When workers at one of India’s largest public sector companies demand a minimum pay hike of a 100 per cent, you know Asia’s third largest economy has a wage inflation problem on its hands.
Analysts predict that the 100 per cent-plus increase demanded by unions at Coal India could eventually lead to a more modest settlement of around 15-20 per cent, the Economic Times reports. But the episode underscores one of the major problems Indian employers are facing at the moment – how to hire and retain the best staff without taking a hit to their margins.
Workers at Coal India are not the first to have demanded higher wages. Strikes at automakers have been common while talent poaching and high attrition are recognised human resources problems in the country.
According to the most recent government survey data, salaries have soared between 2007 and 2010. For city dwellers, average real wage growth, adjusted for inflation, was 20.8 per cent a year for casual workers and 8.1 per cent for salaried employees.
Rural dwellers haven’t done too poorly either. During the same three-year period, average real wage growth came in at 13.7 per cent a year for casual workers and 8.8 per cent a year for salaried workers, according to CRISIL, the Indian subsidiary of the S&P credit rating agency.
“Wages have risen faster than inflation for both casual and salaried employees,” said D Joshi, chief economist at CRISIL.
According to Joshi – two factors are contributing to this wage pressure. First, there is a skills shortage in the country and second, there has been a slowdown in the rural-urban migration of labourers as many take advantage of government’s social safety net schemes such as the Mahatma Gandhi National Rural Employment Guarantee Act (MNREGA).

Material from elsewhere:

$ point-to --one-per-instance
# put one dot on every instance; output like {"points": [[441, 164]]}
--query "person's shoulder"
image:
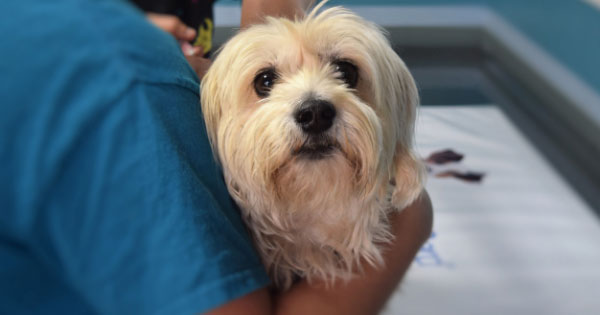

“In the infrastructure sector, vocationally trained welders and fitters are missing while a hospital entrepreneur can’t find paramedics. In the finance sector too, there is a talent shortage constraining the job market and leading to a sharp increase in wages,” said Joshi.
Analysts have warned since the start of the year that rising wage bills, combined with successive interest rate hikes from the Indian central bank would put pressure on profit margins in all sectors.
“Companies may tend to hold back from passing on all the wage increases for a while and may choose to absorb the impact leading to some erosion in profit margins in the near to medium term,” Ranu Vohra of Avendus capital, a Mumbai based financial services firm, told beyondbrics back in February.
The view was echoed by a Chennai-based transporter, who told beyondbrics:
“Compared to even four years ago, wage negotiations have become much more difficult. Margin pressures are there because input costs have also gone up…We are trying to delay wage hikes but this will bring labour relations under strain.”